To verify the computation’s correctness without trusting the server, the client requests a set of measurement outcomes, which are then used to reconstruct the result of the original computation. The security of this approach relies on the computational difficulty of certain mathematical problems, ensuring the server cannot learn any information about the client’s computation or data. The methodology is evaluated by simulating quantum circuit execution on various NISQ devices and analysing the accuracy and efficiency of the security measures. Specifically, the team assesses the scheme’s resilience against potential server attacks and quantifies the overhead introduced by the encoding and transformation processes.

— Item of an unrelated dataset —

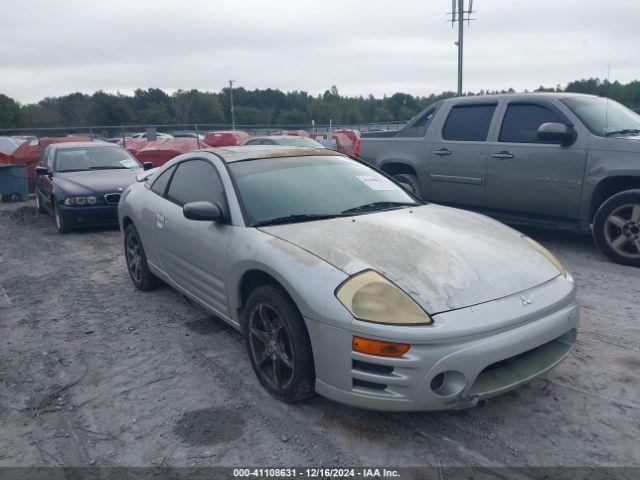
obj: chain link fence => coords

Distributed Quantum Computing Enhances Security and Reliability

This research investigates security and privacy in quantum computing, specifically addressing the challenges of running computations on near-term, noisy intermediate-scale quantum (NISQ) devices. The central idea is to explore methods for distributing quantum computations across multiple quantum computers to improve reliability, scalability, and security. A key technique investigated is quantum circuit cutting, which breaks down large quantum circuits into smaller pieces that can be executed on individual quantum computers and then recombined. The research emphasizes a probabilistic non-interference (PNI) based methodology for evaluating the security of these distributed computations.

Quantum circuit cutting divides a large quantum circuit into smaller, manageable sub-circuits, necessary because current quantum computers have limited qubit counts and coherence times. Distributed quantum computing executes these sub-circuits on multiple quantum computers in parallel, aiming to improve scalability and reduce the impact of errors on any single device. Probabilistic non-interference (PNI) is a security model used to ensure that the execution of a computation does not leak information about sensitive data. The authors use PNI as a framework for evaluating the security of their distributed quantum computation schemes.

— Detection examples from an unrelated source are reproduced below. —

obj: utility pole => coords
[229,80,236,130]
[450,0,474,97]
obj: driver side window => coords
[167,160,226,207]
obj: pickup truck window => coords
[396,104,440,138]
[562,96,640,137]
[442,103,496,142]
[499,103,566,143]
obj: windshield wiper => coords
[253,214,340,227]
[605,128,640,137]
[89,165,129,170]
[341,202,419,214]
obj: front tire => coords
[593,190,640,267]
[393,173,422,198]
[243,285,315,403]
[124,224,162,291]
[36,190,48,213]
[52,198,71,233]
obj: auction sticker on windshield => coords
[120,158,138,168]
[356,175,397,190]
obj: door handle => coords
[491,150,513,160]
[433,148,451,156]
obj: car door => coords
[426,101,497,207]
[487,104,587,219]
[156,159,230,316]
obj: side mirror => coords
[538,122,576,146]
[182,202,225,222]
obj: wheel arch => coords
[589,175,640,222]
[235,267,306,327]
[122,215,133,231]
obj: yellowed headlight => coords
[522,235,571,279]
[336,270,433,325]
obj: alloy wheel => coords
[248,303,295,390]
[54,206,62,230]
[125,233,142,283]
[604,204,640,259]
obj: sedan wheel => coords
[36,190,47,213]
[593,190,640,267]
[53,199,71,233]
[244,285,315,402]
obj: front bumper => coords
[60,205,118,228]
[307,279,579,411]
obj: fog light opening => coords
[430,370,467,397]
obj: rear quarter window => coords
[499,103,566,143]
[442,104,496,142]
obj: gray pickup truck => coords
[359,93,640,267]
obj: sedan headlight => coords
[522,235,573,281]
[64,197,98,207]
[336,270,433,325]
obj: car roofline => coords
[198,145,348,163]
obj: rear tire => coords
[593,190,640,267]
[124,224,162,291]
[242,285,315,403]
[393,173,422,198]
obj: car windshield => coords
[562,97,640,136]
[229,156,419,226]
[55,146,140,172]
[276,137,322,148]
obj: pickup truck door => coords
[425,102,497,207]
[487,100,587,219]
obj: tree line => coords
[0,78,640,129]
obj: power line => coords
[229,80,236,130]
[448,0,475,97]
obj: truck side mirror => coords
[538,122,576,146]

The research contributes a framework for secure distributed quantum computing, using circuit cutting and PNI, and investigates the trade-offs between security, reliability, and performance. Practical implementations and benchmarks on real quantum hardware demonstrate the feasibility of the techniques. The work integrates with existing security techniques, such as circuit obfuscation and noise injection, and contributes to a roadmap for quantum software engineering.

Quantum Circuit Cutting Verifies Cloud Security

This research addresses a critical security challenge in cloud-based quantum computing, where users rely on third-party providers to execute sensitive computations. The work investigates methods to verify the confidentiality and integrity of information processed on these remote quantum processors, acknowledging the risk of malicious interference from the provider. Researchers developed a practical heuristic, grounded in the principles of probabilistic noninterference, to evaluate different configurations of a quantum circuit cutting technique. This approach divides complex computations into smaller parts, allowing execution on limited hardware while also offering a means to assess security properties.

The results demonstrate a pathway to compare the security of various quantum circuit cutting strategies, identifying configurations that offer greater resilience against adversaries with read and write access to sub-circuits. While acknowledging that probabilistic noninterference requires adaptation for quantum systems due to the nature of measurement and interference, the study provides a valuable framework for assessing security in this context. The authors note limitations stemming from the heuristic nature of their approach and suggest future work could focus on refining the methodology. This research contributes to building trust in cloud-based quantum computing by offering a means to evaluate and improve the security of remote computations.